No vio la luz. Ni una imagen furtiva envolvió su mirada. Tal vez fueran palabras arrancadas de los registros del subconsciente, aunque no sonaban a voces ni a sonidos conocidos. Más bien parecían corresponderse a un informe telepático que obviaba el natural comportamiento de los sentidos.
“Soy el que llaman Dios, pero no soy el vuestro. A veces ingreso a la dimensión inferior que concierne a vuestro hábitat, para entretener mi todo. Algo parecido a lo que ustedes hacen cuando se detienen a observar las figuras chinescas de una pared.
Me resulta insólito que se la pasen hablando de mi, dado que no les pertenezco. Sus filosofías paganas tratan de sostener una trascendencia que no poseen, alentando creencias que priorizan el enriquecimiento, el fanatismo y el miedo a un juicio inexistente, llevado a cabo por ídolos inventados.
Nadie ha sido mi profeta. Ninguno fue mi hijo. Tampoco concedí derechos canónicos, privilegios, ni beatitud. Jamás pedí adoración; amor sobre todas las cosas; guerras santas; inquisiciones y devastaciones en mi nombre. No se ha construido un templo que me represente, debido a que nunca me han conocido.
Mi voz jamás oyó humano alguno, como tampoco santifiqué fiestas ni generé milagros. Todas estas acciones y fenómenos han sido elaborados por sus mentes imperfectas.
Cuando transcurra lo que ustedes denominan tiempo, en escasas centurias la especie humana habrá desaparecido de la faz de vuestro universo y el más allá dejará de tener su absurda vigencia.
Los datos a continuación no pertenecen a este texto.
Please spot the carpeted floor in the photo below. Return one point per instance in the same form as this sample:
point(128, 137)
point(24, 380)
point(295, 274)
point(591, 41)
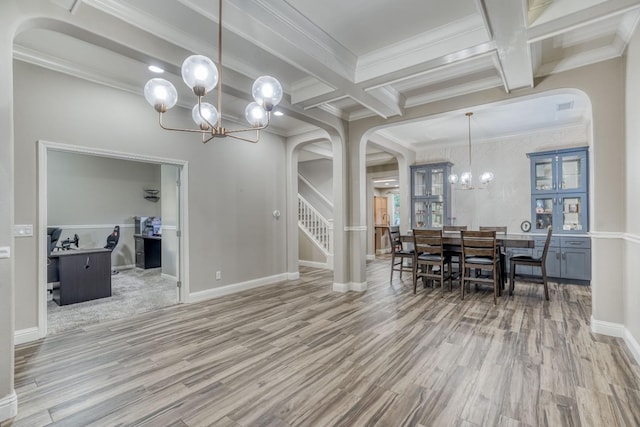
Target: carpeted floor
point(133, 291)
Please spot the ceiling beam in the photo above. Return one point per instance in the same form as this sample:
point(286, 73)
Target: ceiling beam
point(579, 18)
point(508, 25)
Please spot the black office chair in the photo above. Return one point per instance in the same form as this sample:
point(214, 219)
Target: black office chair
point(112, 242)
point(54, 235)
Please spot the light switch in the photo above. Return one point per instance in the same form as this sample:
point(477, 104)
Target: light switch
point(23, 230)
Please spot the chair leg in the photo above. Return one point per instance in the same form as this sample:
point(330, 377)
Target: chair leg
point(544, 281)
point(512, 278)
point(393, 258)
point(497, 282)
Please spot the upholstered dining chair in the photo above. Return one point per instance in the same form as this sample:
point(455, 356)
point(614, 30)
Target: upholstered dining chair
point(429, 253)
point(455, 254)
point(454, 227)
point(532, 261)
point(398, 253)
point(479, 254)
point(501, 229)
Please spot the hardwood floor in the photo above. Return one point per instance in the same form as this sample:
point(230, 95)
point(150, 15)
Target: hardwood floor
point(297, 353)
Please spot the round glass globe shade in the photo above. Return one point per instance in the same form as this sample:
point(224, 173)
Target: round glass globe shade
point(267, 91)
point(200, 74)
point(161, 94)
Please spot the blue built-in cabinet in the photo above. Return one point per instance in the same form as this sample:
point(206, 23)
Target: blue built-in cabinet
point(559, 191)
point(560, 199)
point(430, 195)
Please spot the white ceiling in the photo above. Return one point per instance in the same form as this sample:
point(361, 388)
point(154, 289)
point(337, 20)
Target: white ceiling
point(351, 59)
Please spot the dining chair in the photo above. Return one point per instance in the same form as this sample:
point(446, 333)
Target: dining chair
point(398, 253)
point(532, 261)
point(429, 253)
point(479, 254)
point(455, 252)
point(454, 227)
point(502, 229)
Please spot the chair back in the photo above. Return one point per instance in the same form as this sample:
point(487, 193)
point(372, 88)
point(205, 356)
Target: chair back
point(113, 238)
point(498, 229)
point(454, 227)
point(394, 238)
point(54, 235)
point(478, 244)
point(543, 258)
point(427, 242)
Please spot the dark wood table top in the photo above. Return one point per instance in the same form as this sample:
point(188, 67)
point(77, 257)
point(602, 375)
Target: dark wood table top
point(506, 240)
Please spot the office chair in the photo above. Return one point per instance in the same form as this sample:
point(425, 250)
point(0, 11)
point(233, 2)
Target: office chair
point(54, 235)
point(112, 242)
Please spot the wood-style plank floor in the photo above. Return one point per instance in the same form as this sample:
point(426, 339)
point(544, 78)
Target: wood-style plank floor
point(299, 354)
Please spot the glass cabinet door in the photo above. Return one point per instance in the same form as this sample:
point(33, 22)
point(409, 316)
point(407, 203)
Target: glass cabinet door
point(436, 210)
point(419, 182)
point(543, 174)
point(572, 172)
point(543, 212)
point(420, 214)
point(436, 182)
De la misma manera que ocurriera con los grandes saurios; con los continentes sumergidos; con la naturaleza destruida en manos de vuestra irresponsabilidad.
Seguramente hablarás con mis palabras, Maximiliano, pero de nada servirá”.
A partir de ese instante, la vida de Maximiliano comenzó a cambiar. El sendero del arte dejó de ocupar un lugar relevante en su existencia. Comprendió que la verdad requería de un espacio de justicia y que el diseño de su obra debería plasmarse en el compromiso con su semejante. También supo darse cuenta que si su fe no representaba el paradigma de lo aprendido, debía intentar hacer llegar las palabras que ilustraron su mente con aquel extraño mensaje recibido y que no podía, aún, desmenuzar con claridad.
El día ofrecía su cielo despejado. A Maximiliano le entraron ganas de pintarlo. Se detuvo un instante a contemplarlo y una sombra se posó en el breve vuelo del gorrión. El calendario mostraba su nueva página: 26 de Junio de 2002. Lo único que le vino a la mente fue aquella mención telepática que expresó: “Ninguno fue mi hijo”.
Se instaló en el grupo. Pidió por el fin del hambre de su pueblo. Luego corrió.
No hubo crucifixión. Una mancha carmesí dispuso su adiós definitivo. Y el Dios del todo, por primera vez hizo una excepción en el Puente Avellaneda.